“Virtual Texturing in Software and Hardware” by Obert, Waveren and Sellers

  • ©Juraj Obert, J.M.P. van Waveren, and Graham Sellers

Conference:


Entry Number: 11

Title:

    Virtual Texturing in Software and Hardware

Course Organizer(s):



Presenter(s):



Abstract:


    Abstract
    The objective of this course is to introduce Partially Resident Textures (PRTs), a new  GPU feature for virtual texturing, and contrast them with traditional, software-based, methods used for virtual texturing. PRTs are currently available in the Southern Islands (Radeon  HD 7xxx) family of graphics processors.

    Software-based virtual texturing methods have been used in computer games since 2007. The technology was popularized by John Carmack (ID Software) and ID Software’s implementation of virtual texturing is termed Megatexture. The first title featuring virtual  texturing was Enemy Territory: Quake Wars (Splash Damage), followed by other titles such as Brink (Splash Damage) or RAGE (ID Software).

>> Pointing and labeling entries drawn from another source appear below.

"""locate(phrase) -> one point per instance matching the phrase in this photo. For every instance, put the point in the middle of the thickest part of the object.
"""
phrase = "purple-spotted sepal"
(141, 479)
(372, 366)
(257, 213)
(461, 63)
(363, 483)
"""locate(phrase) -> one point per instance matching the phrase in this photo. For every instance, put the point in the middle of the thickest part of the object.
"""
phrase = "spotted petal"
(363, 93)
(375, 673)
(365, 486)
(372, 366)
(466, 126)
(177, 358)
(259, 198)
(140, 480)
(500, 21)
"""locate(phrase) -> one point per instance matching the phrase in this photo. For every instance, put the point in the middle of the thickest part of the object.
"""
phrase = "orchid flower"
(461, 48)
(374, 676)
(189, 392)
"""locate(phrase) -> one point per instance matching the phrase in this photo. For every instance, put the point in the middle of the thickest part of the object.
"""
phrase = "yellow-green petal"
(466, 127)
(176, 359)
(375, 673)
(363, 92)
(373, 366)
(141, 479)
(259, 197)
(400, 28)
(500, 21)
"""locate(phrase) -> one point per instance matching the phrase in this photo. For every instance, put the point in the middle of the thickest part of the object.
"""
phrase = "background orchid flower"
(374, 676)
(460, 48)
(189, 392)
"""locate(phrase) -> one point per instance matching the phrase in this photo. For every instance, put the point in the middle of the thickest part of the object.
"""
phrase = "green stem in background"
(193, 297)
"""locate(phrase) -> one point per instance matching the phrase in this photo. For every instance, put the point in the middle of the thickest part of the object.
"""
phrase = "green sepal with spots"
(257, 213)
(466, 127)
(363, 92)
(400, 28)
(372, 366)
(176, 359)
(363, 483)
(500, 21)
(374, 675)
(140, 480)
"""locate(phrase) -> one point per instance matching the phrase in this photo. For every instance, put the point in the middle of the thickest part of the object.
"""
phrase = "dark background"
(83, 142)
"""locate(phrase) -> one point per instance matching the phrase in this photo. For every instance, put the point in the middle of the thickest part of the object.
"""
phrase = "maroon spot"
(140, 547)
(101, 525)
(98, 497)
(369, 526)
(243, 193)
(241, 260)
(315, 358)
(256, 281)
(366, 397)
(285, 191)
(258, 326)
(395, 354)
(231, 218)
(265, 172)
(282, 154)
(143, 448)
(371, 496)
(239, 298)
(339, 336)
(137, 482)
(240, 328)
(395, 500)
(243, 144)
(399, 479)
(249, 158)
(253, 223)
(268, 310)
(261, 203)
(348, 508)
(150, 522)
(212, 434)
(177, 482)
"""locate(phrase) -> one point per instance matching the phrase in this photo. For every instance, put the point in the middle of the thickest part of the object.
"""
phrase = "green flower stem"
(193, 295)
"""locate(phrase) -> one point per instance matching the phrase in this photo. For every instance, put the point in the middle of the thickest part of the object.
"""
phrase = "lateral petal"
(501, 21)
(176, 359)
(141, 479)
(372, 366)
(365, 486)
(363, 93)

    The basic idea of virtual texturing is simple — instead of maintaining a separate texture for each object rendered on the screen, all textures are stored in a massive ”virtual texture”. The size of the virtual texture is in the order of billions of texels and each object is assigned unique virtual texture coordinates from the virtual texture. When used in a shader, the virtual texture coordinates are translated into physical texture coordinates, which are used to access the physical texture that contains the working set of all required tiles.

    Existing approaches implement the entire virtual texturing algorithm in software. The software is required to update the page table (yet another texture used for translating virtual texture coordinates into physical ones), perform address translation (by dependent texture lookups in a shader) and deal with hardware differences when it comes to supported texture types, formats and filtering modes. The first part of the course will outline this process and discuss difficulties encountered when deploying this technology in RAGE.

    Partially Resident Textures are a new hardware technology that provides direct hardware support for virtual texturing. PRTs eliminate the need for maintaining the page table (the hardware does it) and address translation (the hardware does it) as well as provide support for all texture types/formats and filtering modes (again the hardware does it all). The second part of the course will describe the hardware architecture as it relates to PRTs. 

    The third part of the course will introduce the new AMD sparse texture OpenGL extension that exposes PRTs to software applications. We will present several PRT use cases, a  tech demo and discuss strengths and weaknesses of this technology. The course will conclude with a discussion of the limitations present in today’s PRT hardware and future plans for PRT development.